La curiosité m'est venue de savoir comment serait reçu un second mâle par la femelle qui vient d'être fécondée. Le résultat de mon enquête est scandaleux. La Mante, dans bien des cas, n'est jamais assouvie d'embrassements et de festins conjugaux. Après un repos de durée variable, la ponte déjà faite ou non, un second mâle s'accepte, puis se dévore comme le premier. Un troisième lui succède, remplit son office et disparaît mangé. Un quatrième a semblable sort. Dans l'intervalle de deux semaines, je vois ainsi la même Mante user jusqu'à sept mâles. A tous elle livre ses flancs, à tous elle fait payer de la vie l'ivresse nuptiale.

De telles orgies sont fréquentes, à des degrés divers, tout en souffrant des exceptions. Dans les journées très chaudes, à forte tension électrique, elles sont presque la règle générale. En des temps pareils, les Mantes ont leurs nerfs. Sous les cloches à population multiple, les femelles mieux que jamais s'entre-dévorent ; sous les cloches à couples séparés, mieux que jamais les mâles sont traités en vulgaire proie après accouplement.

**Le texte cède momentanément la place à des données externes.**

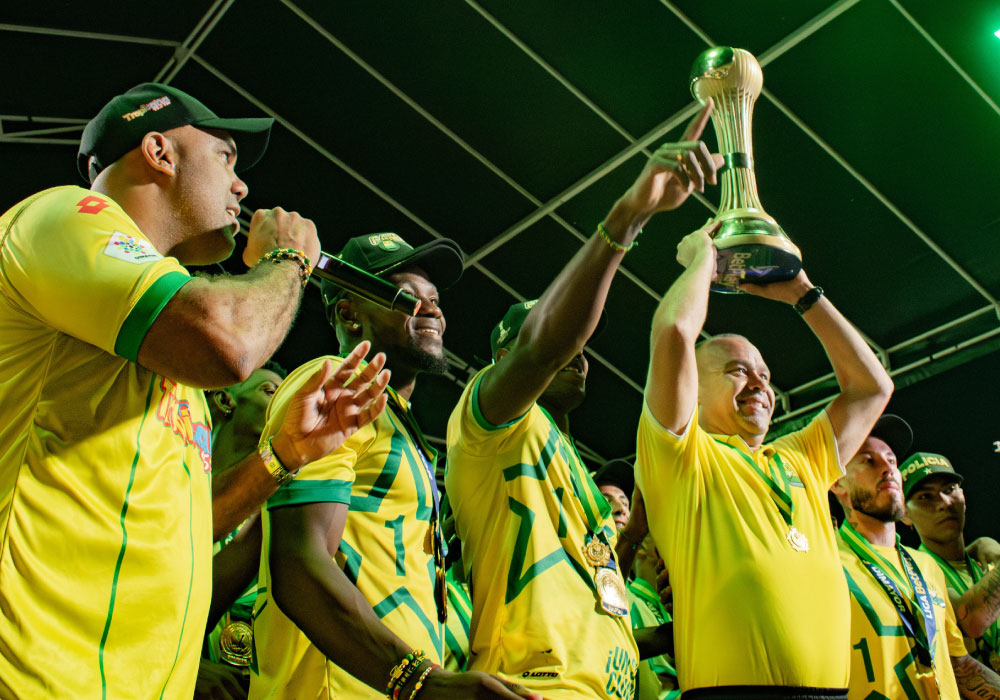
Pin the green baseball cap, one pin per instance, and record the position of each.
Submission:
(123, 122)
(503, 333)
(922, 465)
(382, 253)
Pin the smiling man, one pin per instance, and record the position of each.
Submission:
(905, 642)
(935, 506)
(354, 566)
(760, 607)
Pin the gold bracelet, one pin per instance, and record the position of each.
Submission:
(273, 465)
(615, 245)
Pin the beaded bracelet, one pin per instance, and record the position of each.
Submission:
(402, 671)
(279, 254)
(421, 679)
(615, 245)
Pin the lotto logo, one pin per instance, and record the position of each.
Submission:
(91, 205)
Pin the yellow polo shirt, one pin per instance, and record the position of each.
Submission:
(520, 514)
(105, 506)
(764, 613)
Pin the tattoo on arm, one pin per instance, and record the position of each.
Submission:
(975, 681)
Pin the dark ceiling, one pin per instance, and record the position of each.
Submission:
(513, 127)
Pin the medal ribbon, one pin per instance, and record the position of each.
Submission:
(991, 638)
(428, 456)
(781, 487)
(921, 636)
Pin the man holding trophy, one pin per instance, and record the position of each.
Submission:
(760, 603)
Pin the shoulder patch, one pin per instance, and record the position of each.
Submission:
(130, 249)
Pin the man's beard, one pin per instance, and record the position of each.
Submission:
(422, 359)
(863, 501)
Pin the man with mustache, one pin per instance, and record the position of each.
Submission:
(935, 507)
(549, 600)
(904, 639)
(743, 526)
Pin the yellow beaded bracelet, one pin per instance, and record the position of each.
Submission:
(615, 245)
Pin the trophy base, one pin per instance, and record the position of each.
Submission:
(754, 258)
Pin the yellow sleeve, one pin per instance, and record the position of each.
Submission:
(329, 479)
(818, 444)
(477, 435)
(77, 263)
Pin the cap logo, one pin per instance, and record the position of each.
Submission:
(386, 241)
(925, 461)
(154, 105)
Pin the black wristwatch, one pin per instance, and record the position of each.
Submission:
(808, 299)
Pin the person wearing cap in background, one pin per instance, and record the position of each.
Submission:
(549, 601)
(105, 443)
(352, 598)
(935, 507)
(905, 642)
(656, 678)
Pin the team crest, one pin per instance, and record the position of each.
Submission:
(131, 249)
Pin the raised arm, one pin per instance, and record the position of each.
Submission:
(216, 330)
(865, 387)
(566, 314)
(672, 382)
(327, 410)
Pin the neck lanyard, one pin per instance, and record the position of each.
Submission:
(992, 635)
(921, 636)
(428, 456)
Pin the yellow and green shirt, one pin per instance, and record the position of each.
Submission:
(105, 507)
(385, 549)
(742, 596)
(523, 502)
(456, 634)
(882, 666)
(657, 678)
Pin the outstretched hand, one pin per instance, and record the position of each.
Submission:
(330, 407)
(675, 170)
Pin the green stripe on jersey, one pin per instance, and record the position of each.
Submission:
(297, 493)
(145, 311)
(121, 552)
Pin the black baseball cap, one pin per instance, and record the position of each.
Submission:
(126, 119)
(617, 472)
(503, 333)
(383, 253)
(894, 432)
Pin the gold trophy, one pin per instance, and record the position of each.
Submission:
(751, 245)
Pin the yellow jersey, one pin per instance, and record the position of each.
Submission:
(523, 504)
(743, 597)
(384, 550)
(882, 666)
(105, 505)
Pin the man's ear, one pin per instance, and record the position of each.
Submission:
(223, 401)
(159, 152)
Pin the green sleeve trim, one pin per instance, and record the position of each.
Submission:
(297, 493)
(478, 415)
(145, 311)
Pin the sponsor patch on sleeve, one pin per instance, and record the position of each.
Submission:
(130, 249)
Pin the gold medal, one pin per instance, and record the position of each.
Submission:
(798, 541)
(596, 553)
(611, 589)
(236, 643)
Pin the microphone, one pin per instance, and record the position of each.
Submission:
(365, 285)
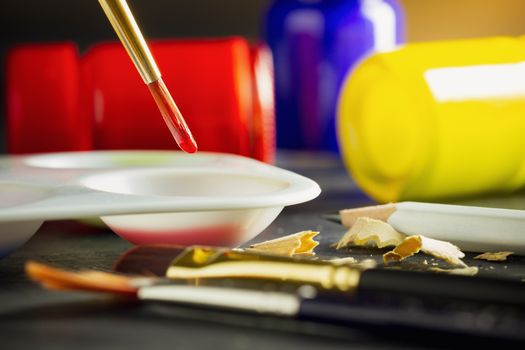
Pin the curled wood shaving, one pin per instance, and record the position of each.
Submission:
(413, 244)
(495, 256)
(366, 231)
(300, 243)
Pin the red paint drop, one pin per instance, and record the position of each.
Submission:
(172, 116)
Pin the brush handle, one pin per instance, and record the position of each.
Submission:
(442, 286)
(129, 33)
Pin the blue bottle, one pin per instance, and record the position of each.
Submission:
(314, 44)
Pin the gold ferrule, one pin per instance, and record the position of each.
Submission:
(206, 263)
(128, 31)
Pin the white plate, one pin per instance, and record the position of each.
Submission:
(147, 196)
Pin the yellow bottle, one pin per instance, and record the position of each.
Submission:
(436, 120)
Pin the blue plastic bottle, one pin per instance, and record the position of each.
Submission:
(314, 44)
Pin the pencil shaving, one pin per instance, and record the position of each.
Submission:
(414, 244)
(494, 256)
(300, 243)
(366, 231)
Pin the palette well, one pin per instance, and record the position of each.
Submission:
(147, 196)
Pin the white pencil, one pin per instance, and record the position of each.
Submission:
(474, 229)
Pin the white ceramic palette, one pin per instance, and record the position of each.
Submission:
(147, 196)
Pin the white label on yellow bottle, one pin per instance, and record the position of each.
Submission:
(479, 82)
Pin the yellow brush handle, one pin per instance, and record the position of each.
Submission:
(128, 31)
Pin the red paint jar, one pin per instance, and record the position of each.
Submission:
(60, 101)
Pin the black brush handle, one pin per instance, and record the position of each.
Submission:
(444, 286)
(395, 314)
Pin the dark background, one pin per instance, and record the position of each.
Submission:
(83, 22)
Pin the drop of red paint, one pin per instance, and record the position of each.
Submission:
(172, 116)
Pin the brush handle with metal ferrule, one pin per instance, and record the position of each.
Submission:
(128, 31)
(157, 260)
(126, 27)
(383, 313)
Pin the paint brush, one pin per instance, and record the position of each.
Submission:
(476, 229)
(400, 312)
(206, 263)
(122, 20)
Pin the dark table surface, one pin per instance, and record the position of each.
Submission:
(31, 317)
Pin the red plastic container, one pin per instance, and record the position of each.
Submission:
(58, 101)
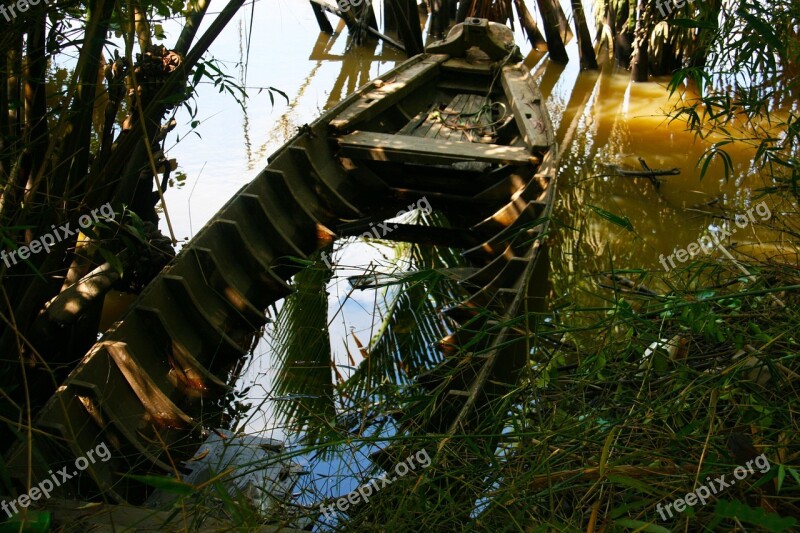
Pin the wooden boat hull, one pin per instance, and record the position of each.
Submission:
(163, 372)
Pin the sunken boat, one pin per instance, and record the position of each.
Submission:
(463, 125)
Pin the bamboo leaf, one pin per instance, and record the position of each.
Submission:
(623, 222)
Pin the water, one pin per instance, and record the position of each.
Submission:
(607, 120)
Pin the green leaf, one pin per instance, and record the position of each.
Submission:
(795, 475)
(691, 23)
(166, 484)
(762, 27)
(755, 516)
(633, 483)
(638, 525)
(623, 222)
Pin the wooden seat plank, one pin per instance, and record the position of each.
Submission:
(376, 99)
(403, 148)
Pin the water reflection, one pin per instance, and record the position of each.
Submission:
(608, 122)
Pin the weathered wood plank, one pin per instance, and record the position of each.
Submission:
(462, 65)
(379, 98)
(527, 105)
(402, 148)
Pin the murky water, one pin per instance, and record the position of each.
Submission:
(601, 120)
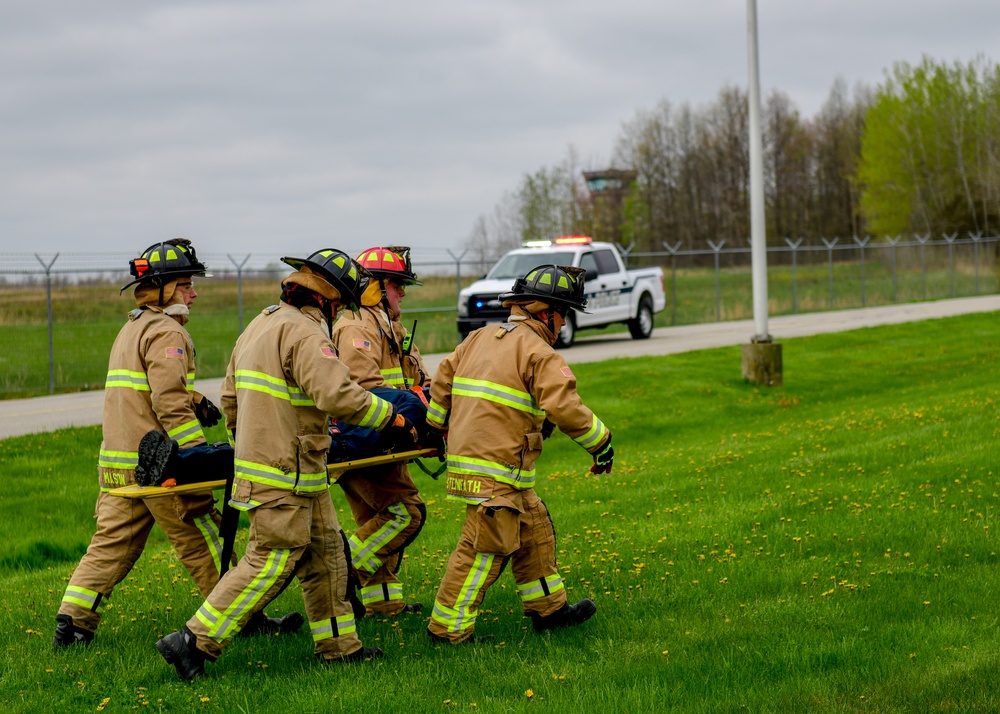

Comme excuse de ces atrocités conjugales, je voudrais pouvoir me dire : en liberté, la Mante ne se comporte pas de la sorte ; le mâle, sa fonction remplie, a le temps de se garer, d'aller au loin, de fuir la terrible commère, puisque, dans mes volières, un répit lui est donné, parfois jusqu'au lendemain. Ce qui se passe réellement sur les broussailles, je l'ignore, le hasard, pauvre ressource, ne m'ayant jamais renseigné sur les amours de la Mante en liberté. Il faut que je m'en rapporte aux événements des volières, où les captives bien ensoleillées, grassement nourries, amplement logées, ne semblent en aucune façon atteintes de nostalgie. Ce qu'elles font là, elles doivent le faire dans les conditions normales.

Eh bien, ces événements rejettent l'excuse du délai donné aux mâles pour s'éloigner. Je surprends, isolé, l'horrible couple que voici. Le mâle, recueilli dans ses vitales fonctions, tient la femelle étroitement enlacée. Mais le malheureux n'a pas de tête ; il n'a pas de col ; presque pas de corsage. L'autre, le museau retourné sur l'épaule, continue de ronger, fort paisible, les restes du doux amant. Et ce tronçon masculin, solidement cramponné, continue sa besogne !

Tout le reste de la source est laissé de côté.